Driver Error?

Hello,

here I have a simple programm, that sometimes works and sometimes fails. More accurate, I have two GTX580 mounted on one board.

When I run the code on decive 0, the example fails.

When I run the code on decive 1, the example works.

Has anyone a idea what might be the issue?

The code shall write 1.0 in an array of size[750][56][56], thats it.

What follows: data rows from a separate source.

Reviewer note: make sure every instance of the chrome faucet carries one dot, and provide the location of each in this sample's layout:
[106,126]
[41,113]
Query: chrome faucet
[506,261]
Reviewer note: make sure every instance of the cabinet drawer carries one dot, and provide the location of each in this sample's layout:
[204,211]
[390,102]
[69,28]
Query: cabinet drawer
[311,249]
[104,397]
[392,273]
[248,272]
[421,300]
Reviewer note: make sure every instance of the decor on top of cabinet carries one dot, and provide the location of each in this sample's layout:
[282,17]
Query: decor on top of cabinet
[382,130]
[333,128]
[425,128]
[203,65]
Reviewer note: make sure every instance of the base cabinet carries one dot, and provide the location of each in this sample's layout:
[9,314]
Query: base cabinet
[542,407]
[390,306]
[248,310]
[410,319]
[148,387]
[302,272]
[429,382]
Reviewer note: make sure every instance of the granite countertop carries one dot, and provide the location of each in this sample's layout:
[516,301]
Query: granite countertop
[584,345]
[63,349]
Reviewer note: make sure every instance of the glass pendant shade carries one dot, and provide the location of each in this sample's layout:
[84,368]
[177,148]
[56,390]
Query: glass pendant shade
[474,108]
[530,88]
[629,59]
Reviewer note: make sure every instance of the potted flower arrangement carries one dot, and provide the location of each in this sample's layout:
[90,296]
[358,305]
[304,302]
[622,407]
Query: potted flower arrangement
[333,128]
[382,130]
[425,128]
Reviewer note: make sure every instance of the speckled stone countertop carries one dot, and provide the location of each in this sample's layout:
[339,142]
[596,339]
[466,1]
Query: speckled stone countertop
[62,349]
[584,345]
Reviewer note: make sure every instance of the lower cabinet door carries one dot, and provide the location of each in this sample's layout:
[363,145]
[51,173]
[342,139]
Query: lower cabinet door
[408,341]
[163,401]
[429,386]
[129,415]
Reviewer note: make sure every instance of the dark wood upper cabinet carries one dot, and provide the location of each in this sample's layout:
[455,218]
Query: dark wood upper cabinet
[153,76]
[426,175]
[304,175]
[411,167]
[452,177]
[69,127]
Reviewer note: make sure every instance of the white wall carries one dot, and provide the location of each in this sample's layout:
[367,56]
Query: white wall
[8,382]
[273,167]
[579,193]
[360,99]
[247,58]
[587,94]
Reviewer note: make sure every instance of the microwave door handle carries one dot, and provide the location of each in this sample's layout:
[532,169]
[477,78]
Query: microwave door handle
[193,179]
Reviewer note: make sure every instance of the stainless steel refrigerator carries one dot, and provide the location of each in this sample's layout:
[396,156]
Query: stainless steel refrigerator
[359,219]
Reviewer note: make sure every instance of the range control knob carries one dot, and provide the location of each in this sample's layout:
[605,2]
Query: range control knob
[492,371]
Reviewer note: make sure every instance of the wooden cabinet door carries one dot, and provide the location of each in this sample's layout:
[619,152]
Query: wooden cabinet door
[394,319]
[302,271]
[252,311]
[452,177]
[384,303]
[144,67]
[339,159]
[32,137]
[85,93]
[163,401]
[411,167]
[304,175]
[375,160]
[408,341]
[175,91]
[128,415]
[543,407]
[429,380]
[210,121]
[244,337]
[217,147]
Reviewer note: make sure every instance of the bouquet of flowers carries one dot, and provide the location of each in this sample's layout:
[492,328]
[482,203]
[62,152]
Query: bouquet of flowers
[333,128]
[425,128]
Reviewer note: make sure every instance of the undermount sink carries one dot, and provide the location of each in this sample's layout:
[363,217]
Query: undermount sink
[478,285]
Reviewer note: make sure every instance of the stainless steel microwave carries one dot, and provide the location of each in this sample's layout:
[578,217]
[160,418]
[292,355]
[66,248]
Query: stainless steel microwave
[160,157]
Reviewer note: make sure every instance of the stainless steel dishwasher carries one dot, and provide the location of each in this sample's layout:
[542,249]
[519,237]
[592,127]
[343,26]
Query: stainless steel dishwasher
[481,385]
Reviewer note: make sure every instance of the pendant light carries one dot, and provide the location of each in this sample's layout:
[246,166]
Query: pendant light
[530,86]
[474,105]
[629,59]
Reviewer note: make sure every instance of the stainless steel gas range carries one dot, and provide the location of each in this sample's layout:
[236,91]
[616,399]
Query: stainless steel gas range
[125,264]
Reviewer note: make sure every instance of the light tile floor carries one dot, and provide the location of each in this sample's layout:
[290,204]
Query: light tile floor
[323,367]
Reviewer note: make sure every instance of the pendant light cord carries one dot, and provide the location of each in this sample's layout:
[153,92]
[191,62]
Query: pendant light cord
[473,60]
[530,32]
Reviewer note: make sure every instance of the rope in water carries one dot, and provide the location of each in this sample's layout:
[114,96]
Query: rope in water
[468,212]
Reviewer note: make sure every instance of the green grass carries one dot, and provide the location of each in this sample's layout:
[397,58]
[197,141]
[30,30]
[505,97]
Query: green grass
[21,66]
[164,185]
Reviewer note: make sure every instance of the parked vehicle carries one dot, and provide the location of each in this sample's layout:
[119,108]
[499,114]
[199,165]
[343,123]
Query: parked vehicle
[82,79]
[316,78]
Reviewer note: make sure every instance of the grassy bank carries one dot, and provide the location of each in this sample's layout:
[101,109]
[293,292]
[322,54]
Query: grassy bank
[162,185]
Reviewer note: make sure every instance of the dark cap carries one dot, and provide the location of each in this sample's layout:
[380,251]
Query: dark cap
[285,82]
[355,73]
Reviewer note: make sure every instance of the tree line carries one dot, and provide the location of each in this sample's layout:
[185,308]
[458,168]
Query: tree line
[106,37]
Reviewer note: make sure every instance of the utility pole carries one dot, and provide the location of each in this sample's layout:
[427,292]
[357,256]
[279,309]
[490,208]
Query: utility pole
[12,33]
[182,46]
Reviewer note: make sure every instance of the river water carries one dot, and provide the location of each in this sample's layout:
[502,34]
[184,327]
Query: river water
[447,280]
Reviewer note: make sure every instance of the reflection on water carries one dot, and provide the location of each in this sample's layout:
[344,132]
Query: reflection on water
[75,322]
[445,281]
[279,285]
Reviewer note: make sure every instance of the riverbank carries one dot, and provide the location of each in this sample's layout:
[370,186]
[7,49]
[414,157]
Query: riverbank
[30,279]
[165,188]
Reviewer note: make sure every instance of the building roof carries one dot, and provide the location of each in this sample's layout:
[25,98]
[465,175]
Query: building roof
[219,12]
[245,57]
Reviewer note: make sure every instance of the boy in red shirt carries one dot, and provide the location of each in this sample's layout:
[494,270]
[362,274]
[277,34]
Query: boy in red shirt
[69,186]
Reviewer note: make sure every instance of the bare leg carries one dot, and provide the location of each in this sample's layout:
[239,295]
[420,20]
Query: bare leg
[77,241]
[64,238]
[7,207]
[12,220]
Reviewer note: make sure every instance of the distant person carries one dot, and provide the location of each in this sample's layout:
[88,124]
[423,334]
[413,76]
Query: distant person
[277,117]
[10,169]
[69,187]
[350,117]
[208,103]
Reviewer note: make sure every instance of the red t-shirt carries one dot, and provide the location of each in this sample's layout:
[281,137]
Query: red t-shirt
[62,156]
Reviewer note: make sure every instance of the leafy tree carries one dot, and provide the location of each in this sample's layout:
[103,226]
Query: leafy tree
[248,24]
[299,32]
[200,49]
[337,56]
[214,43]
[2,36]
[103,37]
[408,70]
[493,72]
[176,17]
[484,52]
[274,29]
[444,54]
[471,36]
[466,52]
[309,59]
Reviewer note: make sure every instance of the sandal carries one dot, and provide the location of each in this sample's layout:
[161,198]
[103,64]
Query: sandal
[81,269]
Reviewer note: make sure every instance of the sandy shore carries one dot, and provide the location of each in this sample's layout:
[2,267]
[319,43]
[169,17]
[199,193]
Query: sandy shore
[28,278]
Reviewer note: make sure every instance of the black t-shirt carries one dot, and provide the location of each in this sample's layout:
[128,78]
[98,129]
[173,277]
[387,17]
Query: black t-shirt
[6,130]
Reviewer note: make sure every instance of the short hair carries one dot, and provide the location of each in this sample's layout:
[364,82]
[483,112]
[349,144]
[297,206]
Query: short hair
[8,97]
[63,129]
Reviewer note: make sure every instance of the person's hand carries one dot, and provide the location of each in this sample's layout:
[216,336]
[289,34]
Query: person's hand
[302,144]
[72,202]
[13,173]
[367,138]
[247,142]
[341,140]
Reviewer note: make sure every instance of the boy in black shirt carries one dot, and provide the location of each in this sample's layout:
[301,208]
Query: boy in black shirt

I use official OpenCL 1.1 C++ Bindings.

const unsigned int deviceID = 0;

	// Platform

	VECTOR_CLASS< cl::Platform > platformList;

	cl::Platform::get(&platformList);

	cl::Platform thePlatform = platformList[0];

	// Device

	VECTOR_CLASS< cl::Device > gpuList;

	thePlatform.getDevices(CL_DEVICE_TYPE_GPU, &gpuList);

	cl::Device theDevice = gpuList[deviceID];

	// Context & Q

	cl::Context theContext(	VECTOR_CLASS< cl::Device >(1,theDevice) );

	cl::CommandQueue theQueue(theContext,theDevice);

	// Kernel

	const string kernelString="\n\

	__kernel\n\

	void ErrorKernel(	__global float data[750][56][56] )\n\

	{\n\

		const size_t threadblocknr = get_group_id(0);\n\

		const size_t lid0 = get_local_id(0);\n\

		const size_t lid1 = get_local_id(1);\n\

		const size_t element_k = threadblocknr*1+lid0;\n\

		for (size_t col=0; col < 56; col++)\n\

		{\n\

			data[element_k][col][lid1] = 1.0f;\n\

		}\n\

	}";

	cout << kernelString << endl;

	// todo check +1

	cl::Program::Sources theSource (1,make_pair(kernelString.c_str(), kernelString.length()+1));

	cl::Program theProgram (theContext, theSource);

	theProgram.build( VECTOR_CLASS< cl::Device >(1,theDevice) );

	cl::Kernel theKernel(theProgram,"ErrorKernel");

	// Kernel Arguments

	cl::Buffer data(theContext,CL_MEM_READ_WRITE,sizeof(cl_float)*750*56*56);

	theKernel.setArg(0,data);

	// Enqueue Kernel

	const cl::NDRange offset = cl::NullRange;

			const cl::NDRange local (     1,56);

			const cl::NDRange global( 750*1,56);

	theQueue.finish();	// safety first

	theQueue.enqueueNDRangeKernel(theKernel,offset,global,local);

	theQueue.finish();

	// read back data

	float* ones = new float [750*56*56];

	theQueue.enqueueReadBuffer(data,CL_TRUE,0,sizeof(cl_float)*750*56*56,ones);

	theQueue.finish();	// safety first

	// sum over all entries

	float sum = 0.0;

	for(unsigned int i=0;i<750*56*56;i++) sum += ones[i];

	if (sum == 750*56*56) cout << "SUCCESS: sum = 2352000"<<endl;

	else cout << "ERROR: sum = " << sum << endl;

cudatoolkit_3.2.16_linux_64_ubuntu10.04

SDK Version: gpucomputingsdk_3.2.16_linux

Driver: 260.19.36 on a GTX580

Thanks.